Bitcoin-Anhänger beobachten diese Woche das Ex-Dividenden-Datum von MicroStrategys STRC und die Markup-Sitzung des US-Senats zum CLARITY Act. K33 Research erklärte, dass beide Ereignisse defensive Positionierungen beeinflussen könnten, die seit 74 Tagen für negative Finanzierungsraten sorgen.
MicroStrategy nutzt STRC, eine ewige Vorzugsaktie, um wiederkehrende Bitcoin-Käufe zur Monatsmitte zu finanzieren. Laut K33 Research hat dieses Instrument im Jahr 2026 zu den größten Bitcoin-Käufen des Unternehmens geführt.

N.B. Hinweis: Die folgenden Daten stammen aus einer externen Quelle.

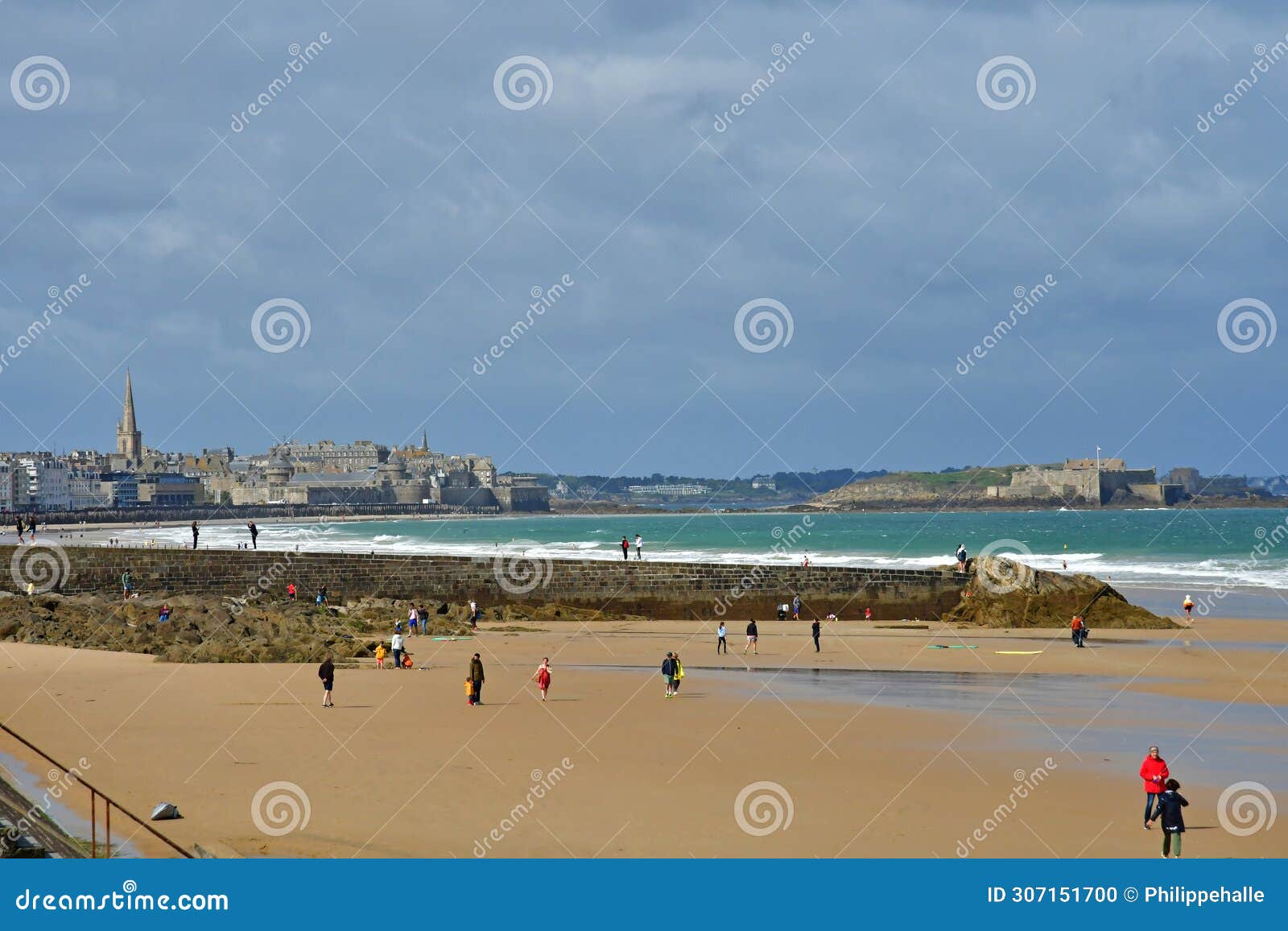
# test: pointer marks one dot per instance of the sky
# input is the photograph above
(737, 274)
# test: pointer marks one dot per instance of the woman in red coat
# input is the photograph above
(1154, 772)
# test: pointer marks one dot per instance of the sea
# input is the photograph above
(1158, 553)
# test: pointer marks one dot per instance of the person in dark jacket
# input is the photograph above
(477, 678)
(1170, 804)
(326, 672)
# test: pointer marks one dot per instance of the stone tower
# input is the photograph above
(129, 440)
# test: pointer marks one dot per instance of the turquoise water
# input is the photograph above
(1150, 548)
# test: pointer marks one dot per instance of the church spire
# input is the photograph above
(128, 423)
(129, 440)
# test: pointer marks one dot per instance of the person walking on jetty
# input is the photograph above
(326, 672)
(543, 677)
(1153, 770)
(1170, 804)
(396, 646)
(1079, 630)
(477, 678)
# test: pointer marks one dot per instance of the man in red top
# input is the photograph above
(1154, 772)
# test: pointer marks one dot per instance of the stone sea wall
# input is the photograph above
(654, 588)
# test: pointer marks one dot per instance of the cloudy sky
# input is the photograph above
(879, 204)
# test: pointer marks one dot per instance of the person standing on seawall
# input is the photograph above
(1170, 804)
(1153, 770)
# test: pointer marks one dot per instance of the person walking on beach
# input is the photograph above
(1153, 770)
(1170, 804)
(543, 677)
(669, 675)
(326, 672)
(477, 678)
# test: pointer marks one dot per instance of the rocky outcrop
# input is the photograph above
(1008, 594)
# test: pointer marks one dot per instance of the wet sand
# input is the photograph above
(402, 768)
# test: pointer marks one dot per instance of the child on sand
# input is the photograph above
(543, 677)
(1170, 804)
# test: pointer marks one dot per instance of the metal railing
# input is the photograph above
(94, 795)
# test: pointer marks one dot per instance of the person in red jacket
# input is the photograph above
(1153, 770)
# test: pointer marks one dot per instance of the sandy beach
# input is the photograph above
(609, 768)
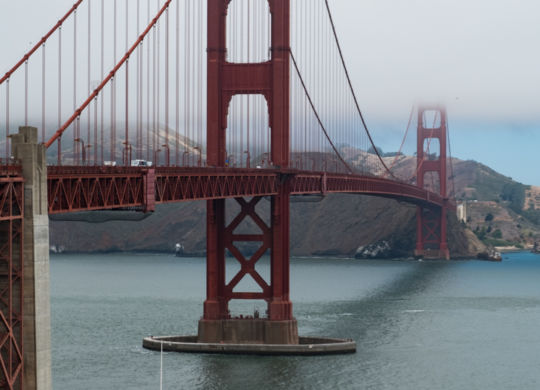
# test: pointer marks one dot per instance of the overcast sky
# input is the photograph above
(479, 57)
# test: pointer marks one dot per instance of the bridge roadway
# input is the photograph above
(72, 189)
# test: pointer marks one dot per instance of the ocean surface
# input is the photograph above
(418, 325)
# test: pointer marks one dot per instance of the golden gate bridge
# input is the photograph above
(137, 104)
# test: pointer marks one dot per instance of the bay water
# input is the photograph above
(417, 324)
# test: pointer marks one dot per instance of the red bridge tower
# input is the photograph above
(431, 240)
(270, 79)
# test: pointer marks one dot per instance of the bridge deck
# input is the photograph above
(73, 189)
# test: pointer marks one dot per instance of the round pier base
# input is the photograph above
(306, 346)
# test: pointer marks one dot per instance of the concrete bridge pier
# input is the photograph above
(36, 296)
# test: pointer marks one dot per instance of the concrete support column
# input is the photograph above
(36, 306)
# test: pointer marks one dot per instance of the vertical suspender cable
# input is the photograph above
(102, 76)
(76, 128)
(248, 98)
(126, 136)
(158, 85)
(126, 141)
(186, 31)
(89, 76)
(59, 143)
(148, 155)
(167, 151)
(113, 87)
(95, 130)
(26, 92)
(177, 63)
(43, 94)
(139, 82)
(7, 120)
(154, 44)
(189, 80)
(199, 78)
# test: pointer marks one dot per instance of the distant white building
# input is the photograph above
(461, 212)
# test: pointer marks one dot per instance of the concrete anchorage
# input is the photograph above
(36, 297)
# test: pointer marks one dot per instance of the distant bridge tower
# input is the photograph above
(225, 80)
(431, 238)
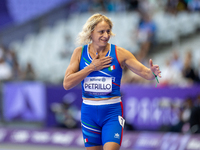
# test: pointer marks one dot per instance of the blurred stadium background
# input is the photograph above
(37, 38)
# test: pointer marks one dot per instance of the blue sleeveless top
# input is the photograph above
(104, 83)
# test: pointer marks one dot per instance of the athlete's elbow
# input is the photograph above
(66, 86)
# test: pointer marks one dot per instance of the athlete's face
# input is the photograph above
(101, 34)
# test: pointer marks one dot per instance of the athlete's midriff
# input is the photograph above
(99, 99)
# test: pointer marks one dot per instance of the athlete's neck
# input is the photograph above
(98, 49)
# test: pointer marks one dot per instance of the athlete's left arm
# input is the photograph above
(127, 59)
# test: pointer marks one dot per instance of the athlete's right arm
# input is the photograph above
(72, 75)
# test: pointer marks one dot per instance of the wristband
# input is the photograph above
(156, 78)
(94, 66)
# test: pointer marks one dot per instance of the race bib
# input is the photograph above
(98, 85)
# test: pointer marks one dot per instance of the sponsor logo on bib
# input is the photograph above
(98, 85)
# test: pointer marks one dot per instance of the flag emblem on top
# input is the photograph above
(111, 68)
(86, 140)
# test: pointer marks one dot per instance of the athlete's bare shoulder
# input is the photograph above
(77, 52)
(122, 55)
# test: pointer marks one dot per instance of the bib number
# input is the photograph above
(98, 85)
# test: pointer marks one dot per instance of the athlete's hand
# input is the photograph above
(101, 63)
(155, 68)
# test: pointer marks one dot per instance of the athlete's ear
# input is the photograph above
(97, 56)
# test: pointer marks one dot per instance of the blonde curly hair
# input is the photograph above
(84, 37)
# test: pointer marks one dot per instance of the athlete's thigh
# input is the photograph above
(112, 130)
(91, 131)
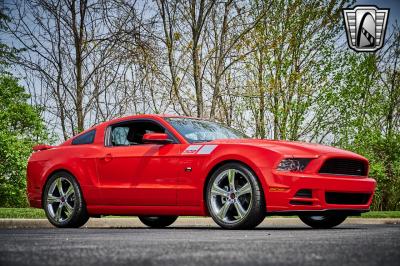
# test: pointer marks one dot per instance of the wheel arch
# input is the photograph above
(54, 171)
(256, 171)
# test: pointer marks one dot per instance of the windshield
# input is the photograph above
(196, 130)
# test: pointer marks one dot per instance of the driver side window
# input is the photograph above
(131, 133)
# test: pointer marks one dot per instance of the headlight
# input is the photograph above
(293, 165)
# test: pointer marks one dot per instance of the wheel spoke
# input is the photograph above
(224, 209)
(59, 186)
(218, 191)
(70, 191)
(246, 189)
(239, 208)
(231, 179)
(57, 216)
(68, 209)
(52, 199)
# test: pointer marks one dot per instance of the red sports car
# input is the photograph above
(161, 167)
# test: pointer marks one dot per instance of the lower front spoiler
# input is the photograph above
(347, 212)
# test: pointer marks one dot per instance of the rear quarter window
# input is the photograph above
(86, 138)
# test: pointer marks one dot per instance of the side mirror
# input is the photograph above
(156, 138)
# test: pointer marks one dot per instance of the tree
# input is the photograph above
(20, 128)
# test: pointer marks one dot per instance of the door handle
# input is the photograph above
(108, 157)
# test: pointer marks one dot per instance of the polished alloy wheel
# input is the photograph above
(231, 196)
(61, 200)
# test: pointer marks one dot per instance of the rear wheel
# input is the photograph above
(63, 201)
(158, 221)
(323, 221)
(234, 197)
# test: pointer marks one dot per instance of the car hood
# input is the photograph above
(291, 148)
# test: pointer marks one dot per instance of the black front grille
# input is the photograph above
(339, 166)
(304, 193)
(347, 198)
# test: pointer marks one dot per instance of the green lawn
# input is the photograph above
(31, 213)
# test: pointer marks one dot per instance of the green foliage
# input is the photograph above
(20, 128)
(384, 156)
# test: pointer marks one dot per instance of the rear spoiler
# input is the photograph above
(42, 147)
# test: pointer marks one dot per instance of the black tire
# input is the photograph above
(79, 215)
(255, 212)
(158, 221)
(323, 221)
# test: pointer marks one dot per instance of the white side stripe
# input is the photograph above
(207, 149)
(192, 149)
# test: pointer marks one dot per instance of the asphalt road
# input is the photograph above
(295, 245)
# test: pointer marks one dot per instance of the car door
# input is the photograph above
(135, 174)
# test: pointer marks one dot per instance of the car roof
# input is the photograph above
(123, 118)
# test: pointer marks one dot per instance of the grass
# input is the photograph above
(32, 213)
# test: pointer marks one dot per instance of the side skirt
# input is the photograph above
(348, 212)
(96, 210)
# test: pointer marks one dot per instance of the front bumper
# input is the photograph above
(283, 187)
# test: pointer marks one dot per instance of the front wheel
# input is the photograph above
(63, 201)
(158, 221)
(323, 221)
(234, 197)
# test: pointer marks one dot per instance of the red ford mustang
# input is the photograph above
(160, 167)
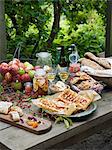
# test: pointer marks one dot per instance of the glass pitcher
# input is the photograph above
(44, 58)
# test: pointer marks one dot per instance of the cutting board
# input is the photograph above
(42, 128)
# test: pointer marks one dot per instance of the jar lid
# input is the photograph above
(28, 83)
(40, 72)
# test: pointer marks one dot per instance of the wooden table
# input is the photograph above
(18, 139)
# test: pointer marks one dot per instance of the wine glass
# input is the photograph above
(63, 73)
(51, 75)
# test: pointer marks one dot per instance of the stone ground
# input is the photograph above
(100, 141)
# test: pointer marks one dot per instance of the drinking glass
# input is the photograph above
(51, 75)
(63, 73)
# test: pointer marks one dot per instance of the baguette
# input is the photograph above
(101, 61)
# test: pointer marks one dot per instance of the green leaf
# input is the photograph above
(1, 89)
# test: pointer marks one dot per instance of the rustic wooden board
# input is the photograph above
(4, 125)
(42, 128)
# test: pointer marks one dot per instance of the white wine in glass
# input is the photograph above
(63, 75)
(51, 76)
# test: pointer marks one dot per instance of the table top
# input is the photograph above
(15, 138)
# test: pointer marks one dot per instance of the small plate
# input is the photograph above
(91, 108)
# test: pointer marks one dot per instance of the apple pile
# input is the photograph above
(15, 73)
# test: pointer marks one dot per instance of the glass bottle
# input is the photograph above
(63, 62)
(73, 57)
(40, 82)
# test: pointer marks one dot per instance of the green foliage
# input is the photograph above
(30, 22)
(90, 36)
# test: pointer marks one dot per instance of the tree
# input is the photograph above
(2, 31)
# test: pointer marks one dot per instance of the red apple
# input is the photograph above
(13, 69)
(4, 68)
(8, 77)
(28, 66)
(31, 73)
(37, 67)
(21, 65)
(74, 68)
(16, 85)
(1, 77)
(4, 82)
(21, 71)
(15, 61)
(25, 78)
(17, 77)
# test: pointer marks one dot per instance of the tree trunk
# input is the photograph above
(2, 31)
(56, 23)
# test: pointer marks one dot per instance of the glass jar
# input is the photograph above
(40, 82)
(28, 88)
(44, 58)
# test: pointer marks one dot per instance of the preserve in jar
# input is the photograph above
(40, 82)
(28, 88)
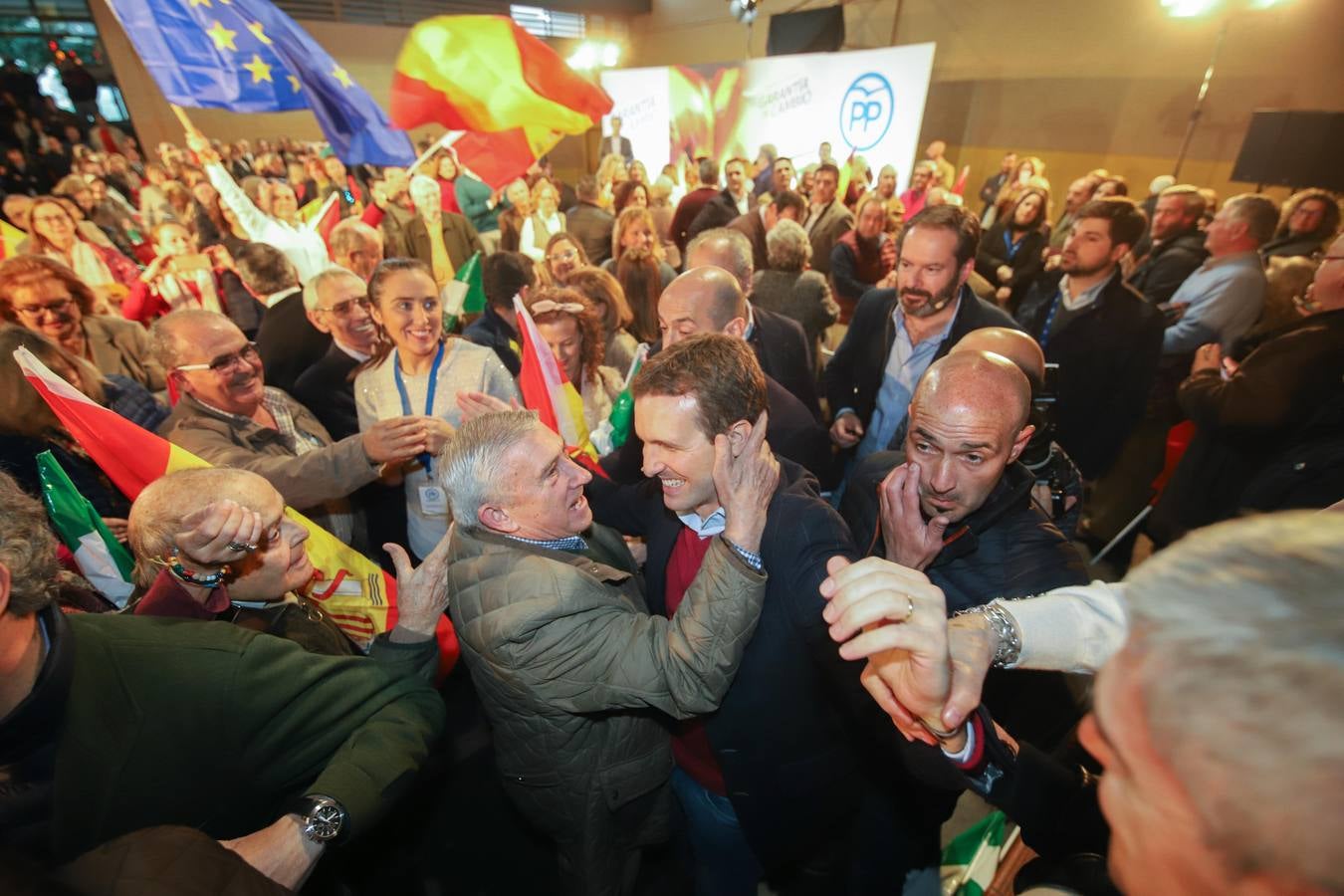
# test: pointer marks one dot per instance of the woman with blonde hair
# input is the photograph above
(572, 330)
(634, 233)
(418, 369)
(606, 296)
(544, 223)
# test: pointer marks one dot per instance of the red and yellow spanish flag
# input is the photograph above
(550, 392)
(490, 77)
(10, 239)
(353, 590)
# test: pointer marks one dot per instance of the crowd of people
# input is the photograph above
(844, 567)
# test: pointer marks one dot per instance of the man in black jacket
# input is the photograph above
(1105, 338)
(779, 341)
(783, 762)
(1178, 247)
(287, 340)
(891, 342)
(960, 510)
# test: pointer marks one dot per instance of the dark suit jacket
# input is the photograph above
(326, 389)
(833, 220)
(791, 733)
(853, 376)
(591, 227)
(790, 430)
(753, 227)
(288, 341)
(784, 353)
(718, 212)
(1108, 357)
(172, 722)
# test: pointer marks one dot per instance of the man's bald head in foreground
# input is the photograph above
(968, 422)
(703, 300)
(1009, 342)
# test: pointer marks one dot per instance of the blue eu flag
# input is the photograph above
(246, 55)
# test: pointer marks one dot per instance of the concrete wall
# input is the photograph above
(1082, 85)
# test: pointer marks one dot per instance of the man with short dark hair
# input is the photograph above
(897, 334)
(571, 666)
(772, 782)
(503, 277)
(759, 222)
(826, 218)
(287, 340)
(1105, 338)
(1178, 245)
(694, 202)
(734, 202)
(588, 223)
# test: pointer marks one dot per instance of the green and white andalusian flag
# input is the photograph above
(101, 558)
(972, 857)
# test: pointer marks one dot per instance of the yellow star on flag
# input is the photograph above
(222, 37)
(258, 69)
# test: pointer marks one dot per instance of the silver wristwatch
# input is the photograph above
(325, 818)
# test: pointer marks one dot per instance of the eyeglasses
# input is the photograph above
(35, 312)
(226, 362)
(342, 310)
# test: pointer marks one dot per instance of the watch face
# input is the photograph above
(325, 821)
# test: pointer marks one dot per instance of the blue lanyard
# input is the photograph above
(429, 395)
(1050, 319)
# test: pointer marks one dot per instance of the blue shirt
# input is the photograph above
(1224, 299)
(905, 365)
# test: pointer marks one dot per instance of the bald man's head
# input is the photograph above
(968, 422)
(176, 503)
(1009, 342)
(703, 300)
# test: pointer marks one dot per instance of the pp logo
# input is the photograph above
(866, 112)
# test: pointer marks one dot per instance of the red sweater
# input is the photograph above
(691, 745)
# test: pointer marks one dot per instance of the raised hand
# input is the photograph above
(745, 484)
(910, 541)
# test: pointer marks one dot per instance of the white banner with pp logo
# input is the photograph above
(867, 103)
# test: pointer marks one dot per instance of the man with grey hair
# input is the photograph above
(356, 246)
(1232, 619)
(227, 415)
(1176, 246)
(1225, 296)
(785, 285)
(561, 649)
(336, 303)
(779, 341)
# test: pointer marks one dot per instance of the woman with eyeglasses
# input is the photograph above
(563, 256)
(417, 369)
(281, 229)
(45, 296)
(56, 235)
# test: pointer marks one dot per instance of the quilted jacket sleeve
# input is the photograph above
(595, 652)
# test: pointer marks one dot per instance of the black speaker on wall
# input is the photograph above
(1293, 148)
(808, 31)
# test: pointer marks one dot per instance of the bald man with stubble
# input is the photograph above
(960, 508)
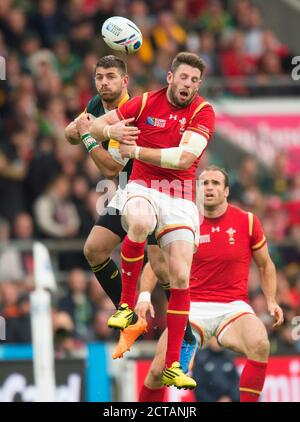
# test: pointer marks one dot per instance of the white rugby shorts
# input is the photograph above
(177, 218)
(210, 319)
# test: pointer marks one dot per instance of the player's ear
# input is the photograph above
(125, 80)
(169, 77)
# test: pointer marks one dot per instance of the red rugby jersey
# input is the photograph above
(162, 126)
(221, 265)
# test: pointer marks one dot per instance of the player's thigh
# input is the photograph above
(153, 378)
(138, 210)
(245, 334)
(158, 263)
(178, 257)
(101, 242)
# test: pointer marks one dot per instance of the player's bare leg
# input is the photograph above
(153, 388)
(158, 264)
(129, 335)
(179, 255)
(248, 335)
(139, 217)
(98, 248)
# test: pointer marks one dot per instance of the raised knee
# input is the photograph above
(140, 228)
(155, 376)
(261, 348)
(94, 255)
(179, 279)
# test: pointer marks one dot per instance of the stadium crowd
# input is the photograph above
(48, 187)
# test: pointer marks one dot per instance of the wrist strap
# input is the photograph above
(89, 142)
(106, 132)
(144, 297)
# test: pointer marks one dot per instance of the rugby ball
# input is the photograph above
(122, 34)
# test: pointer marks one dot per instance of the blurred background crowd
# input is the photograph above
(48, 187)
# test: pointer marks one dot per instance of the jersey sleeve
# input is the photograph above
(130, 109)
(203, 122)
(258, 239)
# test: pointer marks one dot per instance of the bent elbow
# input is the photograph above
(110, 173)
(186, 160)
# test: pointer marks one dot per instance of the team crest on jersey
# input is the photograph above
(153, 121)
(182, 125)
(231, 233)
(205, 238)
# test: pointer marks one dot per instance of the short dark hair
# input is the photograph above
(112, 61)
(213, 167)
(190, 59)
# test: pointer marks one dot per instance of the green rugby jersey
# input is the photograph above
(95, 107)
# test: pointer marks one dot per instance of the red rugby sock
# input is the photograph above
(178, 313)
(132, 254)
(252, 380)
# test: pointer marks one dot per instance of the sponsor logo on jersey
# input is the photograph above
(153, 121)
(182, 125)
(205, 238)
(231, 233)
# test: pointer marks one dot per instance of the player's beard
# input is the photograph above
(109, 96)
(176, 101)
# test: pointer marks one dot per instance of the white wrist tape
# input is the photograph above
(113, 149)
(170, 158)
(137, 153)
(191, 142)
(106, 132)
(144, 297)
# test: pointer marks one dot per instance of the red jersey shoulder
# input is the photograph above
(252, 226)
(136, 106)
(203, 118)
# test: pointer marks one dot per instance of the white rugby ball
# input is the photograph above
(122, 34)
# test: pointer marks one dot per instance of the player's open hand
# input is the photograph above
(125, 134)
(84, 123)
(127, 151)
(142, 309)
(277, 313)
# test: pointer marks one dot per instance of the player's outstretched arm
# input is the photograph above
(268, 282)
(182, 157)
(109, 126)
(108, 167)
(71, 134)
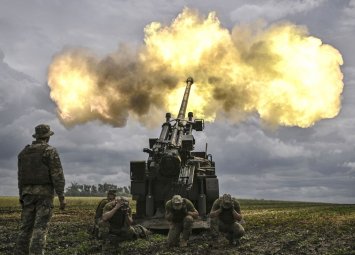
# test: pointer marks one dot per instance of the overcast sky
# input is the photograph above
(289, 163)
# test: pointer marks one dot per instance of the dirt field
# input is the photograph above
(272, 227)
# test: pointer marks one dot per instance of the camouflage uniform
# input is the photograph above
(40, 173)
(226, 222)
(99, 226)
(116, 229)
(180, 221)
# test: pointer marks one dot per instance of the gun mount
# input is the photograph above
(173, 167)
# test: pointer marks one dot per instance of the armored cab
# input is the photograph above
(173, 167)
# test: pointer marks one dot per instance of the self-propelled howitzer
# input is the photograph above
(173, 167)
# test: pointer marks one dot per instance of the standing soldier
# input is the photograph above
(180, 212)
(40, 173)
(117, 214)
(227, 210)
(111, 195)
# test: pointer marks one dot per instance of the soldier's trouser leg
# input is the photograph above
(26, 227)
(44, 209)
(187, 227)
(174, 234)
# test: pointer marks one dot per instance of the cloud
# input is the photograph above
(314, 164)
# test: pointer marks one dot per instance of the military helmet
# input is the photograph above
(227, 201)
(177, 202)
(42, 131)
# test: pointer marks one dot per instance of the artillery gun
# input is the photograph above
(173, 167)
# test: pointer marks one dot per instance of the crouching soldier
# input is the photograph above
(180, 212)
(117, 215)
(98, 224)
(227, 210)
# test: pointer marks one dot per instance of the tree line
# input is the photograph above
(86, 190)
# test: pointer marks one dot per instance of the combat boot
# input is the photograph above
(183, 243)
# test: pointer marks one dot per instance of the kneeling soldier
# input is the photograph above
(111, 195)
(180, 212)
(118, 217)
(227, 210)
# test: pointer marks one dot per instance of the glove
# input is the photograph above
(62, 203)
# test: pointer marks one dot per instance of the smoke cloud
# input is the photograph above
(280, 72)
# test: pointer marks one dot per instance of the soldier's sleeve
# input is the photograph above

STRC sorgt für wiederkehrende Bitcoin-Käufe zur Monatsmitte
MicroStrategy gibt STRC-Anteile über ein .
K33 erklärte, dass dieses Instrument im März 22.131 BTC und im April 46.872 BTC finanziert hat. In der Regel steigt das Handelsvolumen vor dem 15. eines Monats, weil dann die Anteilseigner für die monatliche Dividende festgelegt werden.
STRC wurde am Mittwoch, 13. Mai, knapp über dem Nennwert gehandelt. In dieser Woche erreichte das Handelsvolumen den höchsten Stand seit dem 15. April, was auf einen weiteren größeren Kauf hindeutet, der nächste Woche bekanntgegeben werden könnte. Der gesamte Bitcoin-Bestand von MicroStrategy liegt bei 818.869 BTC.
Finanzierungsserie trifft auf möglichen Senatsimpuls
Laut K33 war die 30-Tage-Finanzierungsrate während 74 aufeinanderfolgender Sessions negativ. Eine kürzliche Normalisierung spiegelt eher dünne Volumen als neue bullische Positionen wider. Das Open Interest blieb konstant, zudem hat Bitcoin seinen 200-Tage-Durchschnitt noch nicht wieder erreicht.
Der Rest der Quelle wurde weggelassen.